We use \(k = 2\) (so 4 context tokens around each center). Choice of \(k\):

\(k\) small (1-2): captures local syntactic structure. Good for our short, templated sentences.
\(k\) large (5-10): captures more diffuse "topic" co-occurrence. Used by Word2Vec on news corpora.

For the §A13 corpus — short sentences like I work every day . — \(k = 2\) gives a context that includes the subject pronoun and a temporal marker. Larger windows would include other sentences and dilute the signal.

The embedding dimension \(d\)¶

The rule of thumb from PHASE_13_PLAN.md: \(d \approx V^{1/4}\) for tiny vocabs. For \(V = 64\), that's \(d \approx 3\). We use \(d = 32\) — over-parameterised by 10× — for two reasons:

Headroom for the downstream model. Phase 17's transformer expects \(d_\text{model} = 64\), and the embedding will eventually be tied as a row of that matrix. Starting at \(d = 32\) keeps things manageable; if we need to expand to 64 later, we can re-train or zero-pad.
Visualization fidelity.

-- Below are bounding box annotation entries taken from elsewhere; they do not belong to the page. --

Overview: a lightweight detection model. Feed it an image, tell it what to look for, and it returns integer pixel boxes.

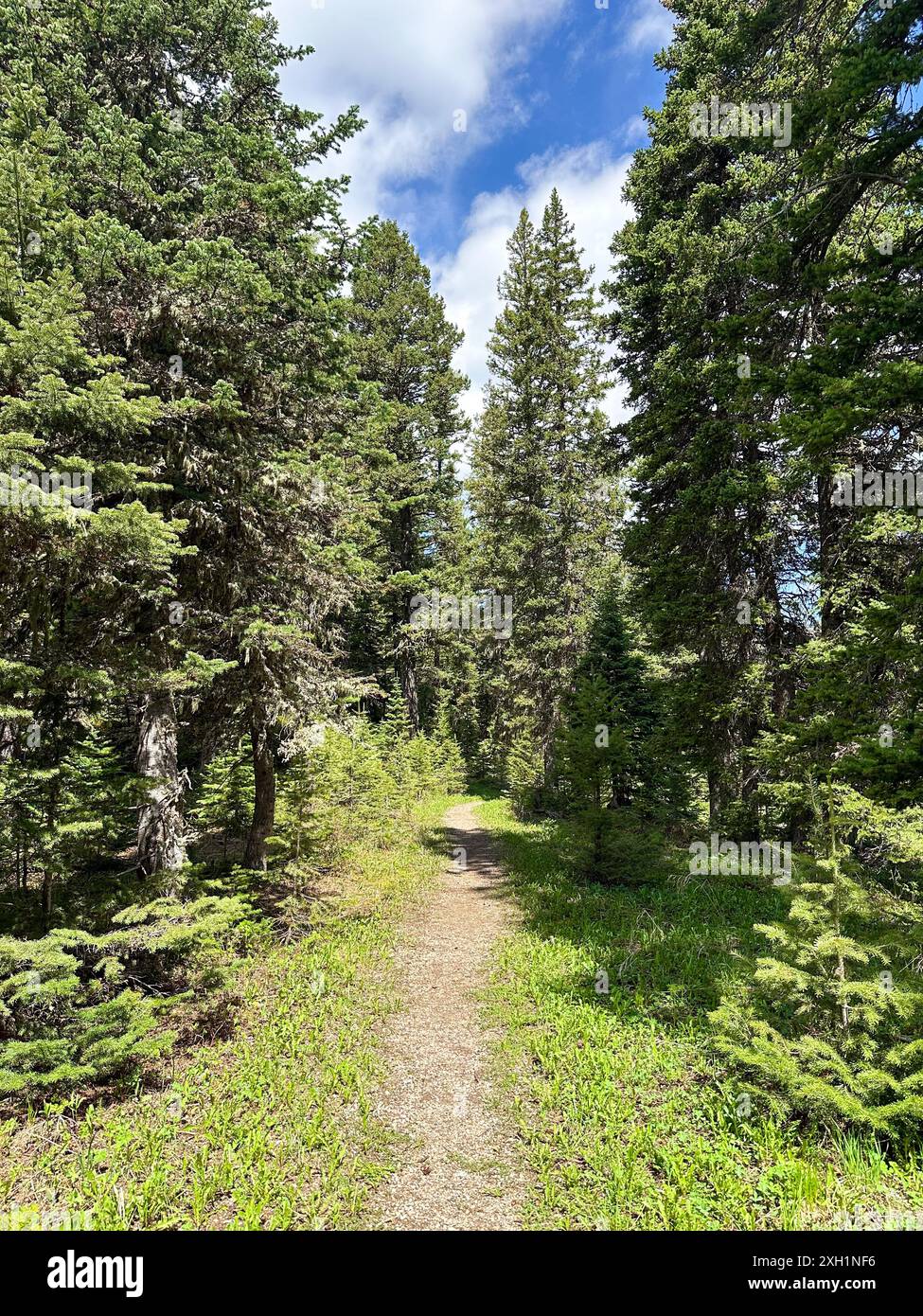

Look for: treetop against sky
[272,0,673,415]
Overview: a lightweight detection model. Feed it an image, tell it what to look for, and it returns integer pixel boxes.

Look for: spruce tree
[349,222,468,735]
[471,191,615,790]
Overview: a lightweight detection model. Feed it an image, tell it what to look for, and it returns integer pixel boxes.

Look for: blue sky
[265,0,671,415]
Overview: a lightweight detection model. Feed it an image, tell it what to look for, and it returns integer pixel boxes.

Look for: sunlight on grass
[0,799,452,1229]
[479,800,923,1231]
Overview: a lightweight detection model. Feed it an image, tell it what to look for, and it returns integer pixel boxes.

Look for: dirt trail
[368,804,525,1231]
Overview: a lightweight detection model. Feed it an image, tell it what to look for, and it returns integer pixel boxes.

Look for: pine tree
[471,192,615,786]
[3,0,358,873]
[349,222,468,735]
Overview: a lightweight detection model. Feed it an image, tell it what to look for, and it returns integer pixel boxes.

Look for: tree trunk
[398,651,420,736]
[138,691,186,877]
[243,720,275,873]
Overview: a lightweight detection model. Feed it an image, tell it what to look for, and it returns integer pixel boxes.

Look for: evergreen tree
[471,192,615,786]
[349,222,468,735]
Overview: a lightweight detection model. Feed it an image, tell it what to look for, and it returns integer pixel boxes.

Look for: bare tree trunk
[398,650,420,736]
[138,691,186,877]
[243,718,275,873]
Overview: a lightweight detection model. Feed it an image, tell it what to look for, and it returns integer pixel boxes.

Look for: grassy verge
[0,799,452,1229]
[479,800,923,1229]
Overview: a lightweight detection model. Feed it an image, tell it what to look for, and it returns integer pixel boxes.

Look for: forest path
[368,803,526,1231]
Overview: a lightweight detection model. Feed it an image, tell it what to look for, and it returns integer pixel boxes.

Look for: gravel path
[368,804,525,1231]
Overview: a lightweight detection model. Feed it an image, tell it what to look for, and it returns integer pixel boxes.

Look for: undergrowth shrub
[0,897,256,1099]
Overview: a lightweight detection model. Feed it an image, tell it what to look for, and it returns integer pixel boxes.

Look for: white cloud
[273,0,567,222]
[432,142,630,418]
[621,0,673,54]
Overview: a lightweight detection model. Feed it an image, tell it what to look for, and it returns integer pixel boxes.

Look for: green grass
[0,799,452,1229]
[479,799,923,1231]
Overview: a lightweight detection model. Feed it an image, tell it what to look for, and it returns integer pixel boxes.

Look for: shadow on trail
[429,790,786,1028]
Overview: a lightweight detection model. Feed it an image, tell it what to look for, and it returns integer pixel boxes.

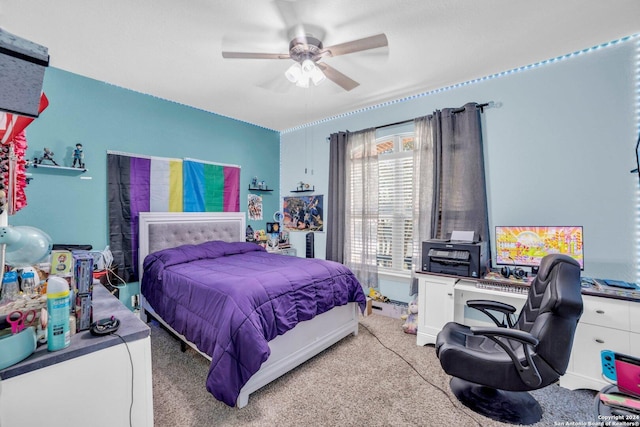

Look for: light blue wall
[9,68,279,249]
[280,39,638,301]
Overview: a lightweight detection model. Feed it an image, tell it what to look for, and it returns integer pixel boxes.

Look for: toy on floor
[400,299,418,335]
[369,288,389,302]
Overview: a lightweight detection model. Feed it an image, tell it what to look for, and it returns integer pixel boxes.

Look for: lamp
[284,58,326,88]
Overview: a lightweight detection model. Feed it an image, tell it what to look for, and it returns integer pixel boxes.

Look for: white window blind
[351,134,414,273]
[377,142,413,271]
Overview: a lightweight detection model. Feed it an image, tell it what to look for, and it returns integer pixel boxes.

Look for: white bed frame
[138,212,359,408]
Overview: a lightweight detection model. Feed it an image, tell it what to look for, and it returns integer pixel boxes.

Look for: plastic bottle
[22,271,36,296]
[47,276,71,351]
[0,271,20,303]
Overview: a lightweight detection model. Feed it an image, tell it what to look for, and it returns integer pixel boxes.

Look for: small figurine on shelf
[71,144,84,169]
[36,148,60,166]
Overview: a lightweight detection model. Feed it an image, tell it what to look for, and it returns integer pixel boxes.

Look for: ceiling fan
[222,34,389,91]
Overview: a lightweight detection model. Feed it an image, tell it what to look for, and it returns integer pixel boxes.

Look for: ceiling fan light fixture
[302,59,317,73]
[284,62,302,83]
[311,67,327,86]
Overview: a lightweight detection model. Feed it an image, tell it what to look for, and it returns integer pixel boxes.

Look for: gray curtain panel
[440,102,489,244]
[344,128,378,290]
[325,132,349,263]
[409,102,489,295]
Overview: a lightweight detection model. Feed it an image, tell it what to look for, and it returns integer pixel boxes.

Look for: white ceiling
[0,0,640,130]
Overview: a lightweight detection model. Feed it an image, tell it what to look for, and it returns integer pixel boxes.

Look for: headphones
[91,316,120,336]
[500,266,527,280]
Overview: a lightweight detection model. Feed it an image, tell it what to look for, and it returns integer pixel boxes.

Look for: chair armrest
[470,326,542,388]
[471,326,540,348]
[467,299,516,328]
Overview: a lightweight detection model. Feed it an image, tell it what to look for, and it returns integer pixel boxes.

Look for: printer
[422,239,488,278]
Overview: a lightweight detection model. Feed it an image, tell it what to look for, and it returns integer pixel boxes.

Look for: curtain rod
[376,101,493,129]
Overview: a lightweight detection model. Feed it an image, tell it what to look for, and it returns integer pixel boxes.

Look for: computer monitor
[495,226,584,270]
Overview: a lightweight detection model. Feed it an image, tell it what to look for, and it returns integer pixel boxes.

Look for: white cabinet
[629,303,640,357]
[560,295,640,390]
[416,274,458,346]
[416,273,640,390]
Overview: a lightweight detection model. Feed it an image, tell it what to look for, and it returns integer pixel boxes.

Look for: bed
[138,212,365,408]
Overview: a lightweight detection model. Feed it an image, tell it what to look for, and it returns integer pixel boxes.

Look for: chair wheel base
[449,377,542,425]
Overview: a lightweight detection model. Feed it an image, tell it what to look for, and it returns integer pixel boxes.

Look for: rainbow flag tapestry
[107,153,240,283]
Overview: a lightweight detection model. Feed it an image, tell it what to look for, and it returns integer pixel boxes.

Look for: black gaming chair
[436,255,582,424]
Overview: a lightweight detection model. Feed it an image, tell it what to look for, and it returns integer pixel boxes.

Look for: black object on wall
[0,28,49,117]
[306,233,315,258]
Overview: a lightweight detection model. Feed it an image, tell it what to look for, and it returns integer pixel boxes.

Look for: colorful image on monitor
[495,226,584,269]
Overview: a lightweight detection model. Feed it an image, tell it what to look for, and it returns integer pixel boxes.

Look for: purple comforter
[141,241,365,406]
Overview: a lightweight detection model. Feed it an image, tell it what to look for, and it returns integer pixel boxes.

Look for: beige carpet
[151,315,596,427]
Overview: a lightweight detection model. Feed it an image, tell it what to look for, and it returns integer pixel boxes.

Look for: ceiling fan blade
[323,33,389,56]
[222,52,290,59]
[316,62,360,91]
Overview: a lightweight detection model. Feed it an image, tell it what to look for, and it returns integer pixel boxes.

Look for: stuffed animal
[400,299,418,335]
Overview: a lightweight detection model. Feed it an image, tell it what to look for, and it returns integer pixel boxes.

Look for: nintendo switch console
[600,350,616,382]
[615,353,640,397]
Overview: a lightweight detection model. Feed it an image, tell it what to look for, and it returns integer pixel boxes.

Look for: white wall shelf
[30,163,87,173]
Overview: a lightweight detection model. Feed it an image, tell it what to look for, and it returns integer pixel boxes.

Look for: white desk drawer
[571,321,630,379]
[629,302,640,334]
[580,295,629,331]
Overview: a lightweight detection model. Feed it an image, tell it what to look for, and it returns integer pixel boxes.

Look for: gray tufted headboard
[138,212,245,272]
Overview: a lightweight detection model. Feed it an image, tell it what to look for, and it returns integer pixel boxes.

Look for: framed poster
[282,195,323,231]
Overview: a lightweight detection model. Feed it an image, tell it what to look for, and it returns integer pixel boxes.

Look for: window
[376,133,414,272]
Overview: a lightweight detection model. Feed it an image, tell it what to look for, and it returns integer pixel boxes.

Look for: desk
[416,273,640,390]
[0,285,153,427]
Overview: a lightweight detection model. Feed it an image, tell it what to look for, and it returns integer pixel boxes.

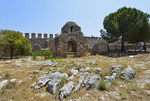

UMAP projection from \(d = 3\) to \(d = 2\) is a near-trivial squash; from \(d = 32\) to \(d = 2\) gives UMAP enough room to find structure.

The expected training dynamics¶

For our corpus, on a CBOW with \(d = 32, k = 2\), full-softmax loss, SGD with momentum:

Epoch 1: loss drops from \(\log V \approx 4.16\) (uniform random) to ~3.5 as the model learns that some tokens (the, a, ,) are more frequent than others.
Epoch 5–10: loss drops to ~2.5 as the model learns subject-verb co-occurrence (I work, she works, etc.).
Epoch 20: loss ~2.0. The geometry is now structured enough to plot.

If your loss plateaus much above \(\log V \approx 4.16\), you have a bug — probably gradient flow not reaching \(E\). (Lab 00's gradient test catches this.)

If your loss drops to ~0, you've overfit — the embeddings memorise position-specific co-occurrence. For our small corpus, slight overfitting is fine because the geometry (the thing we care about) is robust to it.

What this file does NOT cover¶

GloVe. Another classic embedding method (Pennington et al. 2014). Out of scope.
fastText, subword embeddings. Phase 11 handled subword tokenization; we don't re-do it here.
Contextual embeddings (BERT, GPT). Phase 15+. CBOW gives one vector per token, no matter the context.
Negative sampling implementation. Mentioned above; not coded.